Photos tell a story, I know. But there are times when you just want to be in the photos, not taking them. Today was undeniably one of those days and I have nothing to show for it and am glad.

The boys and I spent the day in Boston while Kumi had her hair done.

Before her appointment, we all rode into town on Bob Dylan, parked under Park Street, and the four of us ate dim sum upstairs at a local Shanghai hole in the wall.

After walking our sweet Kumi to the salon, we three men spent most of the sky-blue afternoon between Boston Common and Chinatown, both buzzing in anticipation of the Boston Marathon tomorrow.

At Hugh’s request, we rode the swan boats in the public pond and he thanked me and hugged me every ten minutes for the rest of the day because of it.

Philo asked for nothing in particular but just smiled and shrugged along, full of questions about urban settings and making periodic failed attempts at whistling.

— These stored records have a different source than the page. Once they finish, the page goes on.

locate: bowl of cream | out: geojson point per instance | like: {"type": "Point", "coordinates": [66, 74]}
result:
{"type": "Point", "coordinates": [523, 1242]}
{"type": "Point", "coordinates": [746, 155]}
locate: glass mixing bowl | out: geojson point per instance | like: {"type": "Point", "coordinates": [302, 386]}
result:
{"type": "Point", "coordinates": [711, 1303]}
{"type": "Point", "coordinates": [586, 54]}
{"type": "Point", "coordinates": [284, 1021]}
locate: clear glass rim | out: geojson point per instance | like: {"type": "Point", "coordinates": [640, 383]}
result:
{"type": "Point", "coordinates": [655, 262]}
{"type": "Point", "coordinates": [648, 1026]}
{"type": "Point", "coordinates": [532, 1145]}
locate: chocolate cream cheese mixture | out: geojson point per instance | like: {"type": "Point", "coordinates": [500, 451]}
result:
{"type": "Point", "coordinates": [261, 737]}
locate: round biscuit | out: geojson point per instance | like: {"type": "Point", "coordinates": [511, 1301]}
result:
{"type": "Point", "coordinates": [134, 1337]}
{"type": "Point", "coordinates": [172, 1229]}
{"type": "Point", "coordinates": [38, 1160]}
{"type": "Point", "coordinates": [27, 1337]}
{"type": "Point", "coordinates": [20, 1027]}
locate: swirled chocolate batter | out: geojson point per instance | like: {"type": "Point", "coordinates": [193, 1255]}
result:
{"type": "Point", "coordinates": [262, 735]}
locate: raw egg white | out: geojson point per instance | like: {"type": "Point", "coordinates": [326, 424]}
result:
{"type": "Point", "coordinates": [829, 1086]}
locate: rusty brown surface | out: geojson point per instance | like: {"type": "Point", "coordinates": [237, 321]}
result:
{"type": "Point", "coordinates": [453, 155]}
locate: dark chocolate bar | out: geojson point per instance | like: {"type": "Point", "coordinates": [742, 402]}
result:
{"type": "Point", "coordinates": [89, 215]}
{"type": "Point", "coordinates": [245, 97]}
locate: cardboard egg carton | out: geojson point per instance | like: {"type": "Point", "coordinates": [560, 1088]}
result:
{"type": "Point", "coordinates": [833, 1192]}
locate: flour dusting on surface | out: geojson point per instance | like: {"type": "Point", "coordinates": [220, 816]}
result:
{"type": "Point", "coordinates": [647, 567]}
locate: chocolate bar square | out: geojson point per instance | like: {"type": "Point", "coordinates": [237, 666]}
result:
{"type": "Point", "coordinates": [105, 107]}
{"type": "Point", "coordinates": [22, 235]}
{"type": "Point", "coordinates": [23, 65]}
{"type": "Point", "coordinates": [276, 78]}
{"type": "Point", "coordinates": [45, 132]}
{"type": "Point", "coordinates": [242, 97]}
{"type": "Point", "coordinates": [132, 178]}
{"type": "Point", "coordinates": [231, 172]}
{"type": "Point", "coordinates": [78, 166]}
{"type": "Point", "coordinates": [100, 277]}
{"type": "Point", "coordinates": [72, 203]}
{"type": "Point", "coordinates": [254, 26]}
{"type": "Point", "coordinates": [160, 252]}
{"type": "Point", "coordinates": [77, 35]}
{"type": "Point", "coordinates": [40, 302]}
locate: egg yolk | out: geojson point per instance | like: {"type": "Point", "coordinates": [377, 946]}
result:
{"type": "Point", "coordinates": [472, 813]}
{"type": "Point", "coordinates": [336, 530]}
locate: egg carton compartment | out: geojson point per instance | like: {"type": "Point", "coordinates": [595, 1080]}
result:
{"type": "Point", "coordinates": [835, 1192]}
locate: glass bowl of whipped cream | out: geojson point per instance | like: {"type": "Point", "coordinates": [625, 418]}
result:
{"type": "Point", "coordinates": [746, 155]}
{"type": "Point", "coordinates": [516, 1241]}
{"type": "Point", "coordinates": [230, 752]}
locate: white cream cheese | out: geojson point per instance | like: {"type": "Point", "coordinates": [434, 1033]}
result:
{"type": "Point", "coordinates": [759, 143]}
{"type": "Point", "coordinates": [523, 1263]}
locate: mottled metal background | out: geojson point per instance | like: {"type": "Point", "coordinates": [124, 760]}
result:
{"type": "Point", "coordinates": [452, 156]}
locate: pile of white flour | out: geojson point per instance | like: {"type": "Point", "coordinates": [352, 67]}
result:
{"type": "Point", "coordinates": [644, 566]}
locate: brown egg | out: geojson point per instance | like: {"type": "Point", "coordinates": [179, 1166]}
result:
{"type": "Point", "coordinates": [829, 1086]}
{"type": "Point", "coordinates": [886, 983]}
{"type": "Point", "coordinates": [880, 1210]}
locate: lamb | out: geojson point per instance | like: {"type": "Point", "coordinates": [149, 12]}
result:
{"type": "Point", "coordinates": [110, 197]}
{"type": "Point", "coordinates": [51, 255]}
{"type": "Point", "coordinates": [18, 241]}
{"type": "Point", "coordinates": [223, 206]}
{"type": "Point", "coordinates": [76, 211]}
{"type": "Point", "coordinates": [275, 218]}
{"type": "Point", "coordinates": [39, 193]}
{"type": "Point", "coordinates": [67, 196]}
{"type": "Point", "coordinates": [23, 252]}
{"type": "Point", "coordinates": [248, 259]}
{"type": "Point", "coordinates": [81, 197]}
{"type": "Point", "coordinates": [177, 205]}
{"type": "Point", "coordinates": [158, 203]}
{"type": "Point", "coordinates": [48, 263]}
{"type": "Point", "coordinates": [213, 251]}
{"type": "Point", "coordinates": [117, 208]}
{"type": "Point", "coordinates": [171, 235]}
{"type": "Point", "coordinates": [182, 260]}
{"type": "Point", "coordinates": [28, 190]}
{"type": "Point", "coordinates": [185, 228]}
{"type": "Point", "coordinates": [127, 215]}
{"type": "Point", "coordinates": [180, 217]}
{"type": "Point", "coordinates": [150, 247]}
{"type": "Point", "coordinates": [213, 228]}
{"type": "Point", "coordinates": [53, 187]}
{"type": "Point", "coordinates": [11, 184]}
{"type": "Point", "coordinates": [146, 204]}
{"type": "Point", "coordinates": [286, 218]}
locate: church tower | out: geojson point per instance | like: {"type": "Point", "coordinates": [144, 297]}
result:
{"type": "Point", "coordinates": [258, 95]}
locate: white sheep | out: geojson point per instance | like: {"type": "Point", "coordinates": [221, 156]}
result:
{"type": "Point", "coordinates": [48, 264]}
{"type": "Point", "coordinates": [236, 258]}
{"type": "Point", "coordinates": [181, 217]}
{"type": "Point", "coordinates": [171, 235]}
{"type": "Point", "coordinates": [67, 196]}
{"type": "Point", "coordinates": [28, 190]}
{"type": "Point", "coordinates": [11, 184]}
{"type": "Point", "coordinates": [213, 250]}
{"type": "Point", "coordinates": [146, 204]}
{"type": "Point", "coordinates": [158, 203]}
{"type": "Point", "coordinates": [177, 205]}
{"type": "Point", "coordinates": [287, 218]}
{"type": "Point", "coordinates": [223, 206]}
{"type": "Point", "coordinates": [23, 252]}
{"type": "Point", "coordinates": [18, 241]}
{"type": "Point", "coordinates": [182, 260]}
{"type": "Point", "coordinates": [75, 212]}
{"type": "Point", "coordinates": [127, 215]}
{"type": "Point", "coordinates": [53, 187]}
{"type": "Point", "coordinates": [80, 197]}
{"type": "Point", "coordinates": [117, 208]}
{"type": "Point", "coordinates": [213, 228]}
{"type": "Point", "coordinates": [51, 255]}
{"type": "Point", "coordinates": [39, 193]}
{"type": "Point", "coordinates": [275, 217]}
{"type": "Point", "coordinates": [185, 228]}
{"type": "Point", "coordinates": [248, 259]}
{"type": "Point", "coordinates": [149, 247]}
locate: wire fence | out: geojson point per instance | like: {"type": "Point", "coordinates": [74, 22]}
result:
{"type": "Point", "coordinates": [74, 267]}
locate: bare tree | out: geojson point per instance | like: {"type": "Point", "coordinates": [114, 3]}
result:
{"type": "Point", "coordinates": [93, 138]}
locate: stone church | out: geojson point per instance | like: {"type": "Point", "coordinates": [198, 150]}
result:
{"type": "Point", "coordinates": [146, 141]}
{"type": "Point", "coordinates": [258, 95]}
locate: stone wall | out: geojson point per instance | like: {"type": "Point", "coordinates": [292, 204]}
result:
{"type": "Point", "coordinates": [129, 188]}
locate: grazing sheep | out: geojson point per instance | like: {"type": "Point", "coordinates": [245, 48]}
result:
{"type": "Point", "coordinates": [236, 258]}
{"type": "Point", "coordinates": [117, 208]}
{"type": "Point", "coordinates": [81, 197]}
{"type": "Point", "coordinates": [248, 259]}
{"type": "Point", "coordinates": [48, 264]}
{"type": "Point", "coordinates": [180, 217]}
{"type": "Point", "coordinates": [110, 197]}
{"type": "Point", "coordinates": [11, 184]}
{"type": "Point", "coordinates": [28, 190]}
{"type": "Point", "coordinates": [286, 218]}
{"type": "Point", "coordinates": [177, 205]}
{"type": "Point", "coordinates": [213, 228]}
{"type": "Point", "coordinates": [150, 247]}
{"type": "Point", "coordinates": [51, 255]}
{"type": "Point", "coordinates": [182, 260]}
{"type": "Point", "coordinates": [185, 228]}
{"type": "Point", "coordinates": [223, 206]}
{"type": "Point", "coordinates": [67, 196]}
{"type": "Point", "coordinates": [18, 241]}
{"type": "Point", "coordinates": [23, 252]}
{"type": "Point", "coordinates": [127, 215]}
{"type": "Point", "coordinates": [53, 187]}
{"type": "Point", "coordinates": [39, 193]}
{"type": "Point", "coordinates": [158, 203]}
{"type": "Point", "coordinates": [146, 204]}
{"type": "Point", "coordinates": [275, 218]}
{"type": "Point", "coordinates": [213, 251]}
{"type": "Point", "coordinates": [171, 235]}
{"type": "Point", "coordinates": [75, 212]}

The street musicians were on point in a way I’ve never heard and were as varied as the surfaces of nine planets. The air was cool, but the hot Starbucks coffee was bitterly delicious as usual, and the street-side Bostonian baked treats were warm and divine.

We spent an unusually extended time in a bamboo-clad Chinese martial arts shop, all three of us held captive by the red everything, the swords, the kung fu library books, and the fat Buddhas and dragon statues.

What great kids, what a great town this is – and what a cute haircut.

Photographs or not, I’m a lucky man to live inside the frame of this picture-perfect life, that today hung proudly on the wall of America’s ‪#‎bostonstrong‬ city.